Zoe Cassavetes' great first film, Broken English, is playing now at the Ritz At the Bourse. Starring Parker Posey as a single New Yorker with a miserable love life -- and co-starring Justin Theroux as a Hollywood actor, Drea De Matteo as Posey's best pal, Gena Rowlands as Parker's mom and Melvil Poupaud as a Frenchie who may or may not be Monsieur Right -- it's a smartly observed take on the trials and tribulations of romance.

Cassavetes, 37, who divides her time -- much like Broken English -- between New York and Paris, was in town not long ago. She talked about the work written, directed and acted in by her father, John Cassavetes: a legacy of raw, improv-y 1970s and 1980s indies that includes Faces, Husbands, Woman Under the Influence, Love Streams. Some were shot in the family house, with little Zoe running around playing with castmembers between takes. And she discussed her mother, Gena Rowland, and Rowland's work in her dad's pics.

"What’s really amazing is that the older I get, and more life experience I have, that I can relate to these movies and understand them more," she says. "Because they’re totally adult movies, in their mentality, the examination of people, and their interactions.... Every time I watch them, every couple of years, I think, Jesus Christ, this guy was so completely focused on what he was doing, and so smart, and so deep, and understood women so well, in such a complex way. And even talking to my mom about it, she’ll say I don’t understand how he knew that, but he really did, and he really felt it.... Not to take anything away from my mother, because she really just took those roles and ran with them."

"I love all of them for different reasons, but I love Opening Night. It's so sad and glamorous at the same time, and I love the kind of mystical thing about the ghost of that girl. And the comedy, and the play within the movie. It has an All About Eve kind of feeling... But I also enjoy something like Minnie and Moskowitz, which is a very pure and simple story. Not on the same level as my movie, but there’s something similar going on. And you know, I love Husbands, and I love The Killing of the Chinese Bookie — that one is like the most beautifully shot movie I’ve ever seen.

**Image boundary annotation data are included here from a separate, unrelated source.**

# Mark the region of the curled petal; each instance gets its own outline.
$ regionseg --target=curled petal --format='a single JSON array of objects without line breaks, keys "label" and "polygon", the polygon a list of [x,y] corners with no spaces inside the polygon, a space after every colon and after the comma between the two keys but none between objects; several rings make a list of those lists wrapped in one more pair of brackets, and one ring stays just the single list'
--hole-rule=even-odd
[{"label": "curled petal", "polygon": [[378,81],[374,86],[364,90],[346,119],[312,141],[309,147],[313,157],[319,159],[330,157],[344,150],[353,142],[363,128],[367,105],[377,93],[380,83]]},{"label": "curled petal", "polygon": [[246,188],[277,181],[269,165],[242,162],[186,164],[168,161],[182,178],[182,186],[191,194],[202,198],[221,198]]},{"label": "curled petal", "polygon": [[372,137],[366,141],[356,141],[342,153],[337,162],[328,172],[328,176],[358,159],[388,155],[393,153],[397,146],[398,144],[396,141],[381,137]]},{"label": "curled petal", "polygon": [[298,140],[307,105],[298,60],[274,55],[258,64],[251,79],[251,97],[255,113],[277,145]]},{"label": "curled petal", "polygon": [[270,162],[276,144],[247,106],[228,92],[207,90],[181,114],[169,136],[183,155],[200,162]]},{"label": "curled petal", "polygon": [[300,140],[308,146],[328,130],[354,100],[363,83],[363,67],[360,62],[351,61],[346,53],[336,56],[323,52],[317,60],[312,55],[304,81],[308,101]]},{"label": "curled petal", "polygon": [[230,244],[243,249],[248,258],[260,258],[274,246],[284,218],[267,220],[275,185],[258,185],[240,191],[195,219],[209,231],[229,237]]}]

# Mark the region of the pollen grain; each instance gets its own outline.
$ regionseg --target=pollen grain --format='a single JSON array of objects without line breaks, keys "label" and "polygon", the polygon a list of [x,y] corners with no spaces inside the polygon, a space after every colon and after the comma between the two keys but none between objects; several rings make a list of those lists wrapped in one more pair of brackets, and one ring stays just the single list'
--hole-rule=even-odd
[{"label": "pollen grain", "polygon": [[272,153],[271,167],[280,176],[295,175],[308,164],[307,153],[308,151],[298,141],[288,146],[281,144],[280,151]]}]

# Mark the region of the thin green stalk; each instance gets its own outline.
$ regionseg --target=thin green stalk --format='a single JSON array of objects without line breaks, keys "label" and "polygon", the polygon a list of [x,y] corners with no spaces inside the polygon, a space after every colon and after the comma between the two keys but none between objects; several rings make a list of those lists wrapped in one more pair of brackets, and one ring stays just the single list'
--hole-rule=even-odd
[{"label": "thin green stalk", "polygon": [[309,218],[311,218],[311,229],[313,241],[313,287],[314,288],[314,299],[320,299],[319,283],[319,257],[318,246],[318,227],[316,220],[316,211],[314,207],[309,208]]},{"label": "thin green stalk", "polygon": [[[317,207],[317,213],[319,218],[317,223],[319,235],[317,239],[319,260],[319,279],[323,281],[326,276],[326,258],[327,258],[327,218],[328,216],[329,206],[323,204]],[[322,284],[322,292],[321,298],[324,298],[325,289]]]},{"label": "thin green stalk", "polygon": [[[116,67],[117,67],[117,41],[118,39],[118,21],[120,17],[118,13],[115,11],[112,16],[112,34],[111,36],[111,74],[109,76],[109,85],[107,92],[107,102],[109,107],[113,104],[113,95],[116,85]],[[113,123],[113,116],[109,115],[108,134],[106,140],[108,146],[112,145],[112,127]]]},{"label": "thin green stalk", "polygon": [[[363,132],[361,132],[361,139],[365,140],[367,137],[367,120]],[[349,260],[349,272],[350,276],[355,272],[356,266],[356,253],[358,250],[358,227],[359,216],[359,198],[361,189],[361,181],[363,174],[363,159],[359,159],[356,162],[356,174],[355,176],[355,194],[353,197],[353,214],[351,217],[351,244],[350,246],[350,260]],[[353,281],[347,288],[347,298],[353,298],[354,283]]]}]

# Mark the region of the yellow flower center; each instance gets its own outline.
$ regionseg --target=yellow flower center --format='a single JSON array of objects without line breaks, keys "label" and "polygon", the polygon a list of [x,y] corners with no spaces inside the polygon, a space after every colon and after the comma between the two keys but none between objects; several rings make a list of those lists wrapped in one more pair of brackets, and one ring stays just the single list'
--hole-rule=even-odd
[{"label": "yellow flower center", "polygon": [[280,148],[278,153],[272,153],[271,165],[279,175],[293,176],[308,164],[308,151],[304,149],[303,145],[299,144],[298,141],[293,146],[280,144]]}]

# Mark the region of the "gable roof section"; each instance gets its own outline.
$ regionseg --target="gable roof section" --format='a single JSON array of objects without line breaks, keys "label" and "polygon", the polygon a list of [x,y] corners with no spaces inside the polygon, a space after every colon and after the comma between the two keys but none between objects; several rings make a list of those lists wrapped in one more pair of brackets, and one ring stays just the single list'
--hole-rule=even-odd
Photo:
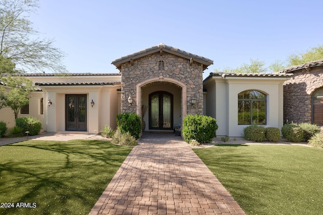
[{"label": "gable roof section", "polygon": [[323,59],[307,62],[307,63],[302,64],[291,66],[284,69],[283,72],[292,73],[293,72],[297,70],[301,70],[303,68],[305,68],[306,70],[310,70],[311,67],[320,66],[323,66]]},{"label": "gable roof section", "polygon": [[160,43],[157,45],[151,46],[137,52],[134,52],[132,54],[116,59],[113,61],[111,63],[115,65],[118,69],[120,70],[121,64],[123,63],[157,52],[160,52],[161,54],[162,54],[163,52],[165,52],[189,60],[192,59],[194,61],[203,64],[204,65],[204,69],[206,69],[208,66],[213,64],[213,60],[211,59],[200,55],[192,54],[173,46],[165,45],[164,43]]}]

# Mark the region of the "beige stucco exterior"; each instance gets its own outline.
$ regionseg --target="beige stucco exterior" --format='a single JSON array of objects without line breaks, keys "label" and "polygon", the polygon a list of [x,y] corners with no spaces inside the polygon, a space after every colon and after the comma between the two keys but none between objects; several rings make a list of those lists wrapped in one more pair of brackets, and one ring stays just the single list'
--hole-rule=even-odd
[{"label": "beige stucco exterior", "polygon": [[283,126],[283,84],[287,77],[267,76],[210,76],[204,81],[206,115],[217,119],[219,136],[243,136],[247,125],[238,123],[238,94],[254,90],[266,95],[265,127]]},{"label": "beige stucco exterior", "polygon": [[[211,73],[203,82],[202,73],[212,62],[160,44],[113,61],[120,73],[20,75],[37,86],[38,91],[31,94],[29,115],[42,121],[44,130],[48,132],[67,131],[67,95],[78,95],[76,98],[82,95],[86,98],[86,120],[82,132],[97,133],[105,124],[115,129],[118,114],[134,112],[141,116],[142,106],[149,107],[149,95],[158,92],[167,92],[173,98],[172,129],[173,125],[175,128],[175,125],[182,124],[187,114],[204,114],[217,119],[218,136],[243,136],[243,129],[247,125],[238,125],[238,94],[251,90],[266,95],[265,126],[280,128],[283,126],[283,84],[291,76],[283,73]],[[133,98],[132,104],[128,102],[129,96]],[[194,105],[193,99],[196,100]],[[149,114],[147,109],[143,118],[146,122],[145,131],[152,129]],[[19,117],[25,115],[20,114]],[[13,111],[8,108],[0,109],[1,120],[9,127],[14,126]]]},{"label": "beige stucco exterior", "polygon": [[[38,85],[42,91],[31,94],[29,115],[42,122],[43,129],[52,132],[66,130],[65,108],[66,95],[82,94],[86,97],[86,131],[89,133],[99,133],[104,125],[115,129],[116,116],[120,113],[121,76],[119,74],[78,74],[58,77],[33,74],[26,78]],[[40,99],[43,99],[43,114],[40,114]],[[50,99],[51,105],[47,105]],[[93,107],[91,102],[93,100]],[[23,117],[28,114],[20,114]],[[0,110],[0,120],[14,126],[13,112],[9,108]]]}]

"And I love Love Streams, but Love Streams really kills me because it’s the last movie that he made. [John Cassavetes died in 1989, of cirrhosis of the liver.] I can see the sickness in him. I was 12 or something when they made that movie, so it’s my most recent memory… there’s hardly a time when [I'm] not crying, or feeling very tense.

"But I’m so proud to be able to look at that body of work and think that I might have some trickle-down genes."